Tragedia di Ortucchio, il Comune chiede il dissequestro dell’area e della ruspa
Presentata un’istanza in Procura per chiedere il dissequestro dell’area, sulle sponde del laghetto di Ortucchio, dove il 10 gennaio ha trovato la morte Vilio Di Salvatore, ex camionista di 63 anni...

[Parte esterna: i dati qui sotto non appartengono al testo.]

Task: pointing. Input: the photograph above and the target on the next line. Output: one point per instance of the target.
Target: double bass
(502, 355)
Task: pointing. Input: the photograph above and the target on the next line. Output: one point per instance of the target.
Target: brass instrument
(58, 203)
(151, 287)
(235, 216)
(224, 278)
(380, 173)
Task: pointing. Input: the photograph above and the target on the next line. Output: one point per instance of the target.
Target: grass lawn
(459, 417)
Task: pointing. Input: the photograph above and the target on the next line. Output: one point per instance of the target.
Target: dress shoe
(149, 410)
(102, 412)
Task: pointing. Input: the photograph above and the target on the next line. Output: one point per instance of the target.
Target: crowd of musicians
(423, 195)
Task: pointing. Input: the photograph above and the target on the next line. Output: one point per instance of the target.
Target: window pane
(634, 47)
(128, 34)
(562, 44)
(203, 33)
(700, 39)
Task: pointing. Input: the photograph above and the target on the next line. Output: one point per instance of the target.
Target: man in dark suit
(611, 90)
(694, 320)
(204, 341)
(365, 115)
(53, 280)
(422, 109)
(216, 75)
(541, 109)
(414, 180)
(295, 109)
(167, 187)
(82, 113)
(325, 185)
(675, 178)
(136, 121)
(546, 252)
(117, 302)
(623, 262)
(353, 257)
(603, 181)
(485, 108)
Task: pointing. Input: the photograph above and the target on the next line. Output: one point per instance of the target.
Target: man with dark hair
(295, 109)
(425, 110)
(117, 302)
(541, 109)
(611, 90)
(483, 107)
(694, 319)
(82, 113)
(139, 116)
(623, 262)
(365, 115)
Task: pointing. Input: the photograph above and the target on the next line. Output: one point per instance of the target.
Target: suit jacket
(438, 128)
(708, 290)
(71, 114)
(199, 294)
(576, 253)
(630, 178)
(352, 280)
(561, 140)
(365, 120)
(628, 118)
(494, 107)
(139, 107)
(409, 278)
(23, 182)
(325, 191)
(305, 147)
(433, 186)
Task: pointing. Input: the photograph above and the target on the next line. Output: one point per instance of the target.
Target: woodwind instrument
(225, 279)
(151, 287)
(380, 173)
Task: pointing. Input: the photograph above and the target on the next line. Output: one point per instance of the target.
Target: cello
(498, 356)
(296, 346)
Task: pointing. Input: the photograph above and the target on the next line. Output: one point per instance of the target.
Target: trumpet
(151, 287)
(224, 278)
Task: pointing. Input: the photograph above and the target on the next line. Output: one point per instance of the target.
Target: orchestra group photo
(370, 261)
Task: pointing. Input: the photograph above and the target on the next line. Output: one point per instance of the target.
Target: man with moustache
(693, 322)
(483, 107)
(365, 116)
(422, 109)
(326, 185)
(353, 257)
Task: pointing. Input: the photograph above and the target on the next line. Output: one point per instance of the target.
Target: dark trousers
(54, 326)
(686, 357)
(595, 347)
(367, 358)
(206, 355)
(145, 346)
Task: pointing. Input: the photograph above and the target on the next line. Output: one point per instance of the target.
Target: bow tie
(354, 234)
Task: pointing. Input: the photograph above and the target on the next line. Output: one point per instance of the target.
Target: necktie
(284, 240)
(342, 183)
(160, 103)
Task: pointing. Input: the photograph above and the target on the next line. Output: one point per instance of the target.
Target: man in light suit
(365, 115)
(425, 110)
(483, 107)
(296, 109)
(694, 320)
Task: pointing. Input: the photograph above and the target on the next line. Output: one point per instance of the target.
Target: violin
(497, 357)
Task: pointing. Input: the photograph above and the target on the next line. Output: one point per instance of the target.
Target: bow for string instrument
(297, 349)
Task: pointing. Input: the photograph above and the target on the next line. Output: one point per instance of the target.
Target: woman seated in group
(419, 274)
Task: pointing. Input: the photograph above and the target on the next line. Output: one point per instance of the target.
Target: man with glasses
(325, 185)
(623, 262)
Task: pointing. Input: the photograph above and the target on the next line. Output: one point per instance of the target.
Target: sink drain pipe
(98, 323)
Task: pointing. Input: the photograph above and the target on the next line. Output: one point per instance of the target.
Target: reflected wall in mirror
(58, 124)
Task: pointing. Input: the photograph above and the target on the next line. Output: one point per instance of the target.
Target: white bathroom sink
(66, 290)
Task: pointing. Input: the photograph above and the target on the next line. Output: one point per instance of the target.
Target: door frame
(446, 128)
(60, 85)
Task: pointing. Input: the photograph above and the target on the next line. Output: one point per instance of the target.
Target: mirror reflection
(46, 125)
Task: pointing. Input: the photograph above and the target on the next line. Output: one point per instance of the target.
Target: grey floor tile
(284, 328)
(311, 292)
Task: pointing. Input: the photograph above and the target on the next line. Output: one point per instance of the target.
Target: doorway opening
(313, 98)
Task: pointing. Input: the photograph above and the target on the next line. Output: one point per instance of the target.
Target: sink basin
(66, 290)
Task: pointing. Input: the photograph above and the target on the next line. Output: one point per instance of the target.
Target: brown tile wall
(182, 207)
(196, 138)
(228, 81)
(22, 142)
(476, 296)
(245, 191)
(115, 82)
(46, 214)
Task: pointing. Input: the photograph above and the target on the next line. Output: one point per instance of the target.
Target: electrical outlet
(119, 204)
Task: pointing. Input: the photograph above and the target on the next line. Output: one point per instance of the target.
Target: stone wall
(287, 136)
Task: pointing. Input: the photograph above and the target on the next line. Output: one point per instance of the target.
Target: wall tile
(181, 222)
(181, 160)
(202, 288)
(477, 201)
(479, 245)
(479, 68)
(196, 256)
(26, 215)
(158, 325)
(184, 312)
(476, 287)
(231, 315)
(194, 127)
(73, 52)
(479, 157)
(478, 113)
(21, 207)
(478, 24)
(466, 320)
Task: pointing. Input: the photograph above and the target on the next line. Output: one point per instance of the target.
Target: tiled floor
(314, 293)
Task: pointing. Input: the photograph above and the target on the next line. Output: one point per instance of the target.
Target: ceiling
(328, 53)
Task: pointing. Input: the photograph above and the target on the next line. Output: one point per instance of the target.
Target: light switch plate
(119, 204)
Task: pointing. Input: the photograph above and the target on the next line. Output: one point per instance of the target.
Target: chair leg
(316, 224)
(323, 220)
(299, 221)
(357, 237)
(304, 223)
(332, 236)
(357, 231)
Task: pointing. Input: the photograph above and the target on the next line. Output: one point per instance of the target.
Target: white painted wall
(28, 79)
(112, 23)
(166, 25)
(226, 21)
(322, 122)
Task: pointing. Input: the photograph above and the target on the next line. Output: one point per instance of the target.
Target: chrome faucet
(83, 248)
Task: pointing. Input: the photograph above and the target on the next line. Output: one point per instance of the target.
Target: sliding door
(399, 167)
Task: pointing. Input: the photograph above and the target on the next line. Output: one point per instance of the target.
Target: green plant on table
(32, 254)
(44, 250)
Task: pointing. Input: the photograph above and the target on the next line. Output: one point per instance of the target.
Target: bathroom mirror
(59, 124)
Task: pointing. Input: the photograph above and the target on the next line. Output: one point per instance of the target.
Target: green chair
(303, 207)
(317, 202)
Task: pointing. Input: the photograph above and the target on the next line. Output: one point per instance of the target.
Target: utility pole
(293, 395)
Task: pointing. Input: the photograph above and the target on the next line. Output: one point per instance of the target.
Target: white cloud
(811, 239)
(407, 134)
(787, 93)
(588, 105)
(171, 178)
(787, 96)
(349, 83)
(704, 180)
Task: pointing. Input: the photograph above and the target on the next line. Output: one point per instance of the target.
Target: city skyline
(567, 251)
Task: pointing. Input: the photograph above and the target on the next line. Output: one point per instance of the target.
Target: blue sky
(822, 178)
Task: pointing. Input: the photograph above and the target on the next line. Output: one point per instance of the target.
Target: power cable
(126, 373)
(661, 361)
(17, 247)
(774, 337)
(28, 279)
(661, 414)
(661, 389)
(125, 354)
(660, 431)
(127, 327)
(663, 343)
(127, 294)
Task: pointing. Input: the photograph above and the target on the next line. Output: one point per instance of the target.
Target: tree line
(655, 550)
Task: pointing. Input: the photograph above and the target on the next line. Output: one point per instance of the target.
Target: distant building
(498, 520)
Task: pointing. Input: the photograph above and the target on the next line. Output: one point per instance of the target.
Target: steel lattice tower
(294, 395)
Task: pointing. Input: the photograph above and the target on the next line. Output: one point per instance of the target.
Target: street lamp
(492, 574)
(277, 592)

Presentata un’istanza in Procura per chiedere il dissequestro dell’area, sulle sponde del laghetto di Ortucchio, dove il 10 gennaio ha trovato la morte Vilio Di Salvatore, ex camionista di 63 anni originario di Casali d’Aschi, frazione di Gioia dei Marsi. Il dissequestro è stato chiesto dall’avvocato del Comune di Ortucchio, Roberto Jageregger, che si è presentato negli uffici giudiziaria di via Corradini ad Avezzano insieme al sindaco del paese, Raffaele Favoriti. L’area di circa mille metri quadrati è stata sequestrata, insieme a un escavatore di proprietà del Comune, su disposizione del pm Roberto Savelli. L’inchiesta mira ad accertare se Di Salvatore sia morto in seguito alla caduta di un pioppo. Nell’area, infatti, erano in corso interventi per abbattere alberi pericolanti. I carabinieri di Ortucchio, agli ordini di Pasquale Leone, hanno acquisito un filmato che mostra gli ultimi istanti di vita del 63enne e la caduta del pioppo. Il video è stato girato con un telefonino da un giovane del posto che stava assistendo al taglio degli alberi in prossimità del laghetto. Di Salvatore, stando a una prima ricostruzione, aveva accompagnato a Ortucchio il titolare della ditta boschiva. Ditta di Casali d’Aschi che aveva risposto all’ordinanza del Comune per la rimozione di alberi vecchi e pericolanti. Al momento, il solo titolare della ditta, S.D.I., è iscritto nel registro degli indagati per omicidio colposo. I familiari della vittima sono assistiti dall’avvocato Ottaviano Roselli.